There you are, writing your story, deep in the minutiae of your characters’ lives, living it along with them. You know their points of view, their weaknesses, their strengths. You’re able to explain quite a lot about the world they live in, through their actions and their words. But it’s very hard to give any real perspective on this imaginary universe, without being restricted by what your characters know or are able to explain directly.
That’s where, in a film, they use that lovely cinematographic trick of pulling back the camera, back, still further back, until the people vanish into the distance and you can see the full, panoramic sweep of their environment. All of a sudden, their small, petty stories become part of a much larger perspective, even though at the same time their importance diminishes. The onlooker might even glimpse, in the corners of the picture, some suggestion of what is coming up: storms looming on the horizon, vast obstacles that await the travellers on their journey, of which they themselves are not yet aware.
So, how do you approach this as an author? It seems to me that there are two main ways in which writers do it. One is the Jane Austen style, Dear Reader, approach, where the writer addresses the reader directly from the page, bypassing the book’s characters altogether. The other is the God Perspective.

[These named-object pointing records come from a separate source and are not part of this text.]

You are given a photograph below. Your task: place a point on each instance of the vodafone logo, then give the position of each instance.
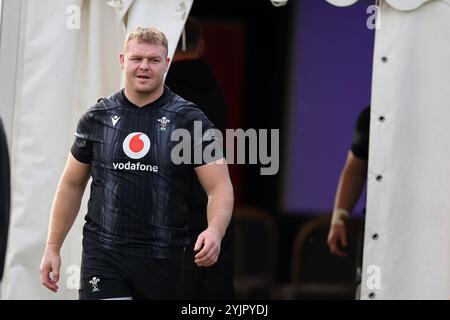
(136, 145)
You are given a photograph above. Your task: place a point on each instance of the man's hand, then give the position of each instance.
(337, 238)
(50, 267)
(209, 243)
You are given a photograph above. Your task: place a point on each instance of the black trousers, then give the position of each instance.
(107, 274)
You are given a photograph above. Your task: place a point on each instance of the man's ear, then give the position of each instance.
(122, 59)
(167, 63)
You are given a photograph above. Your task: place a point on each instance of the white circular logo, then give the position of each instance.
(136, 145)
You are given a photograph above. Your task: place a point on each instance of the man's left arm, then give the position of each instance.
(215, 179)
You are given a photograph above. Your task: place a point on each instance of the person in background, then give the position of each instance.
(191, 77)
(349, 190)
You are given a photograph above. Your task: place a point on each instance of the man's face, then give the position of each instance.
(144, 65)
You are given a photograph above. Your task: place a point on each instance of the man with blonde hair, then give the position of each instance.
(135, 233)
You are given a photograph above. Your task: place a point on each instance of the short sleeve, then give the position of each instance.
(360, 143)
(82, 146)
(206, 140)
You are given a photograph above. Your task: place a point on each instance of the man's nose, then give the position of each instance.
(144, 65)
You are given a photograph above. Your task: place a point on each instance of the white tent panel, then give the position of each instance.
(408, 221)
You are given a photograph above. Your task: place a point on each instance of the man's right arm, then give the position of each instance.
(66, 204)
(350, 188)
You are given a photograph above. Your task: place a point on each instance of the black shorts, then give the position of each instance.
(107, 274)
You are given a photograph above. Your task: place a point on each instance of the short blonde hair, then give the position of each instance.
(149, 35)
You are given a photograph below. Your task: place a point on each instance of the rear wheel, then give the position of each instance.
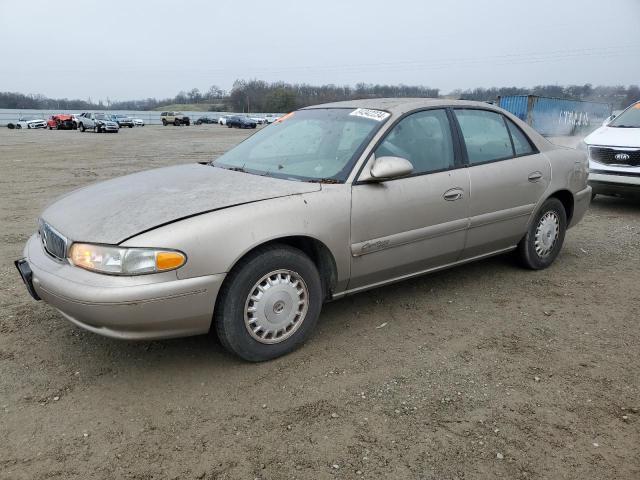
(269, 303)
(543, 241)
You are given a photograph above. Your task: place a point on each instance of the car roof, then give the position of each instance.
(398, 106)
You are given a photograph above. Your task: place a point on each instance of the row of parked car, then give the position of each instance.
(104, 122)
(238, 121)
(99, 122)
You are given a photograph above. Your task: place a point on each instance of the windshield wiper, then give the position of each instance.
(233, 169)
(323, 180)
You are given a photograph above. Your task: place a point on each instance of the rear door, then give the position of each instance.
(408, 225)
(507, 178)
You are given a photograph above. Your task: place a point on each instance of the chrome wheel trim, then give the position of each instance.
(547, 233)
(276, 306)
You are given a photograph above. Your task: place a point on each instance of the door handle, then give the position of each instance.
(453, 194)
(535, 176)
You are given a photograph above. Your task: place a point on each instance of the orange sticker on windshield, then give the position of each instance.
(288, 115)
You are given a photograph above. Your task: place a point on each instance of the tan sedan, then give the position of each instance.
(325, 202)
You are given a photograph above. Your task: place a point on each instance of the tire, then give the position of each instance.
(543, 241)
(291, 269)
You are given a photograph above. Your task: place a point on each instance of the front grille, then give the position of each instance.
(54, 243)
(613, 156)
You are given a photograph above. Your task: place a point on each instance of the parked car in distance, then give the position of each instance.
(240, 121)
(270, 118)
(174, 118)
(27, 123)
(61, 122)
(614, 155)
(122, 120)
(98, 122)
(207, 120)
(330, 201)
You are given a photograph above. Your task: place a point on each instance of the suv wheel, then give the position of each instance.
(269, 304)
(543, 241)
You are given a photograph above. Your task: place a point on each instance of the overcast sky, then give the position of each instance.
(126, 49)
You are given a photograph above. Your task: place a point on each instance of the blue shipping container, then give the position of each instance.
(556, 116)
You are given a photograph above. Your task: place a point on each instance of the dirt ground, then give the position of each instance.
(483, 371)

Here’s a bit: “…far below the tiny figure of a girl laboured up the mountain-slope, bent double under its load. It skirted a vast expanse of white, trudged slowly across the gravel slope of the saddle, and made its way down the far side of the pass to the tree-line. For a moment a white face paused, turned up to the sky, then the figure shrugged its load more securely onto its shoulders and was gone, vanished into the trackless maze of the ranges…”

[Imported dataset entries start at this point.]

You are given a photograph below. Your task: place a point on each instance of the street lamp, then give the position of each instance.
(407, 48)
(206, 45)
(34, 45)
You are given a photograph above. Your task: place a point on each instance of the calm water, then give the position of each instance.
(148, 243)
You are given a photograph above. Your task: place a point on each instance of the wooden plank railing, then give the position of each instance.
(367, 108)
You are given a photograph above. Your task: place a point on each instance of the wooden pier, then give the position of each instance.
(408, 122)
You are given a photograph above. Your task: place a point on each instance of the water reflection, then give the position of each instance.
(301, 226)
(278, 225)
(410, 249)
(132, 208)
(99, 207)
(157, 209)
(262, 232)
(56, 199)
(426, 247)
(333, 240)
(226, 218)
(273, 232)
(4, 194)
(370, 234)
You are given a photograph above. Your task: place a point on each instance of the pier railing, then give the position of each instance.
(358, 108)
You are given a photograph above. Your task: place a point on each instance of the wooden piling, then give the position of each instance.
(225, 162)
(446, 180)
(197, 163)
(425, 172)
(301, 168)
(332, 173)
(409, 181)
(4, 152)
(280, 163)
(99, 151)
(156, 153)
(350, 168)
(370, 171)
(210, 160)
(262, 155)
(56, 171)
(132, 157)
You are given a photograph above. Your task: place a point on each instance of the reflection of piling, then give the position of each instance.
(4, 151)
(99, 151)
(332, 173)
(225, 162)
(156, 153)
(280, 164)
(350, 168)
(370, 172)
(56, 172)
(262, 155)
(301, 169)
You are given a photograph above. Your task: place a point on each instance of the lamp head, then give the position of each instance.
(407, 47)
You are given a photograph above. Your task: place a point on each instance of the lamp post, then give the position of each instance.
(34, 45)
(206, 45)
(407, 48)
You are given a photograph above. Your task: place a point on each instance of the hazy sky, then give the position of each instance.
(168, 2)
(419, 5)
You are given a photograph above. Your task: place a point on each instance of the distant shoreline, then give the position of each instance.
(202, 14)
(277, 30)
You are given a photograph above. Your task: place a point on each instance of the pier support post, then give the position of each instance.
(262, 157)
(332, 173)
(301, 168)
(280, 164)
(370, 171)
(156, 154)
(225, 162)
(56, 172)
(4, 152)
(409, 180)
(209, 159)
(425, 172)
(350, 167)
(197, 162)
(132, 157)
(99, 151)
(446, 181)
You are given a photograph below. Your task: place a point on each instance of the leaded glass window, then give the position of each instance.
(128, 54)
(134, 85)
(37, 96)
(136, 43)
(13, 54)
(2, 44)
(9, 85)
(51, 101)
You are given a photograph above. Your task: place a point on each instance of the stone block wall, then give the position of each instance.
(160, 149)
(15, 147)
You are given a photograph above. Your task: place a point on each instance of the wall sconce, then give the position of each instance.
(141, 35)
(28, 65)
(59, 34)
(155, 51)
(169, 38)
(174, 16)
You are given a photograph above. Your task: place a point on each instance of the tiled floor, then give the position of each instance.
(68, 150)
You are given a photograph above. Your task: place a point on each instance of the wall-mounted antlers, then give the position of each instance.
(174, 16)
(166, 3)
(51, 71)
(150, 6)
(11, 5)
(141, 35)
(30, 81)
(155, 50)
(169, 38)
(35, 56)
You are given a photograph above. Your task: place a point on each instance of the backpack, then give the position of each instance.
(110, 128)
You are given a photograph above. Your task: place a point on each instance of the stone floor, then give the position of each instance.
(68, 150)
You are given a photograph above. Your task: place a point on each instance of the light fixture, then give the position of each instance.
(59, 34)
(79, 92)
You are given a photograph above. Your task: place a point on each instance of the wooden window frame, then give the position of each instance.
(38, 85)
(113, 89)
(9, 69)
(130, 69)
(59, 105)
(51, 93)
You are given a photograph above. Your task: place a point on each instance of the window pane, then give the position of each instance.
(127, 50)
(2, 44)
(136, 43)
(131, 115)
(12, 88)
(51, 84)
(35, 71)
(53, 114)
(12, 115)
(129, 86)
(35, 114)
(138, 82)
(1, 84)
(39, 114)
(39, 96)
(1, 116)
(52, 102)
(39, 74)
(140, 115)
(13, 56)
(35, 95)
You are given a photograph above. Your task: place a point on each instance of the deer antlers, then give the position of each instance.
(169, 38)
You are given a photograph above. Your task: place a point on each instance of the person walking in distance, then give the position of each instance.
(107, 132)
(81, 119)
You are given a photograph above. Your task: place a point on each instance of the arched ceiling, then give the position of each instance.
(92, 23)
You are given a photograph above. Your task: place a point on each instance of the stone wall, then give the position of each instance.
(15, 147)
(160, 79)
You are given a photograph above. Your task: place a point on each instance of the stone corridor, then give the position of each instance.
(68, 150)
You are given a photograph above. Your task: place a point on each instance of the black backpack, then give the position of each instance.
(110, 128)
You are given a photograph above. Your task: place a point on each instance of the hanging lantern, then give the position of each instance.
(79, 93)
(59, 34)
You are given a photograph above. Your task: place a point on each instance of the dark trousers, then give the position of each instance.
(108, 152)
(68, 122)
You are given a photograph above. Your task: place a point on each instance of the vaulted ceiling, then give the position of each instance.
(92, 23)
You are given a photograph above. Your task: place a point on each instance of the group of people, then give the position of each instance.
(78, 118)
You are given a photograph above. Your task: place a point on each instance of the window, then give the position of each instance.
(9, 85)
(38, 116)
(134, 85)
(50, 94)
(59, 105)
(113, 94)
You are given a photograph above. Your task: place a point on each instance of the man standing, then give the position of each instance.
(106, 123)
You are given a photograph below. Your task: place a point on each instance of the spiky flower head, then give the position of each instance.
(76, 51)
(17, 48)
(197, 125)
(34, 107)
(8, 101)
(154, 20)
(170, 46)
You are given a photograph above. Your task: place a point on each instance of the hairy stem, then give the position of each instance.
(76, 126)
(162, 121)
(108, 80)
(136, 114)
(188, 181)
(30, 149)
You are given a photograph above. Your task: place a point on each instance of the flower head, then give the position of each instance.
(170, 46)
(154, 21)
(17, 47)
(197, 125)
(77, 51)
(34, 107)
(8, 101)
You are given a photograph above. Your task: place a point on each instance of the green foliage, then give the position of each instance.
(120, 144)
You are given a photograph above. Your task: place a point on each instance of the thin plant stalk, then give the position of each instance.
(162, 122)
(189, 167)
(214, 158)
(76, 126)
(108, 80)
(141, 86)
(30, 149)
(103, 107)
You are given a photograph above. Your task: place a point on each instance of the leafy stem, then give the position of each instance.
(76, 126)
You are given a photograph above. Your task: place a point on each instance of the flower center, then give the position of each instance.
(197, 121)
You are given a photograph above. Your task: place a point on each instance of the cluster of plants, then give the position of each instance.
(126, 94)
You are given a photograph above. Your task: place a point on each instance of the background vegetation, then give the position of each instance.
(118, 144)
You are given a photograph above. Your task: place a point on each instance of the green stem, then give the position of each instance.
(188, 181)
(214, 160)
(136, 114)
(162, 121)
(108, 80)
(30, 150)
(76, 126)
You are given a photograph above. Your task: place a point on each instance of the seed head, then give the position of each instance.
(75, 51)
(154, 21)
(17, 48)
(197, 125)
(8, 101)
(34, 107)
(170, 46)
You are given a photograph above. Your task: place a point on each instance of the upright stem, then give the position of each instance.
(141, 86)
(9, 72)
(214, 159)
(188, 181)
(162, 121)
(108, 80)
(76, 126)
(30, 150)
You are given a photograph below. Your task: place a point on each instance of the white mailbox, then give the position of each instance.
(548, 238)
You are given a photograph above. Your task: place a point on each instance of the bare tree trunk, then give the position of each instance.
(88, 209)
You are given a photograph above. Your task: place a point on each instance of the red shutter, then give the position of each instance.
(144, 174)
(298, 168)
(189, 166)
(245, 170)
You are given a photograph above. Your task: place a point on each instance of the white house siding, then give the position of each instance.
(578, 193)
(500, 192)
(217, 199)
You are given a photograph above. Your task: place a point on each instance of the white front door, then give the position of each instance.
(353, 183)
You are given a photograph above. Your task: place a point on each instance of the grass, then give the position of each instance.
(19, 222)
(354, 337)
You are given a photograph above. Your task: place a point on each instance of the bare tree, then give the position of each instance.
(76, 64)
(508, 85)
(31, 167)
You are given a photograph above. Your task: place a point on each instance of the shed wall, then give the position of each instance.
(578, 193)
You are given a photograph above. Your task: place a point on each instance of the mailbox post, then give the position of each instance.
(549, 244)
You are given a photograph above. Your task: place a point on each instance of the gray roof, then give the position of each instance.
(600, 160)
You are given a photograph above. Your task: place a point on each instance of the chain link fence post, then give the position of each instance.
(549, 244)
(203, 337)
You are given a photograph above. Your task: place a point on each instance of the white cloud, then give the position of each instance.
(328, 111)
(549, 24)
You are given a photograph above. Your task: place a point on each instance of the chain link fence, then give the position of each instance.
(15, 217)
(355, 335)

Whose viewpoint are we using? Who on earth has the ability to step right back from the characters in this way, and view them dispassionately as objects on a stage? Only the author, right? Writers’ manuals warn against using the god perspective – we shouldn’t be able to tell our readers stuff our characters wouldn’t know. So how do you get away with it? One way, at least the way in which I’m hoping to get away with it, is through the use of magic. If it’s plausible in your imaginary world for a distant character (one whom we, the reader, may not even have met yet) to see through the eyes of another, for instance an eagle, soaring over the mountain pass below – then we can see what the eagle sees. God perspective with a coherent explanation.
I’m liking this idea. It solves a major problem I was having with my work-in-progress. Is it a good enough excuse for using godlike perspective? Maybe. I’d be interesting to hear what you (dear Reader) think about it.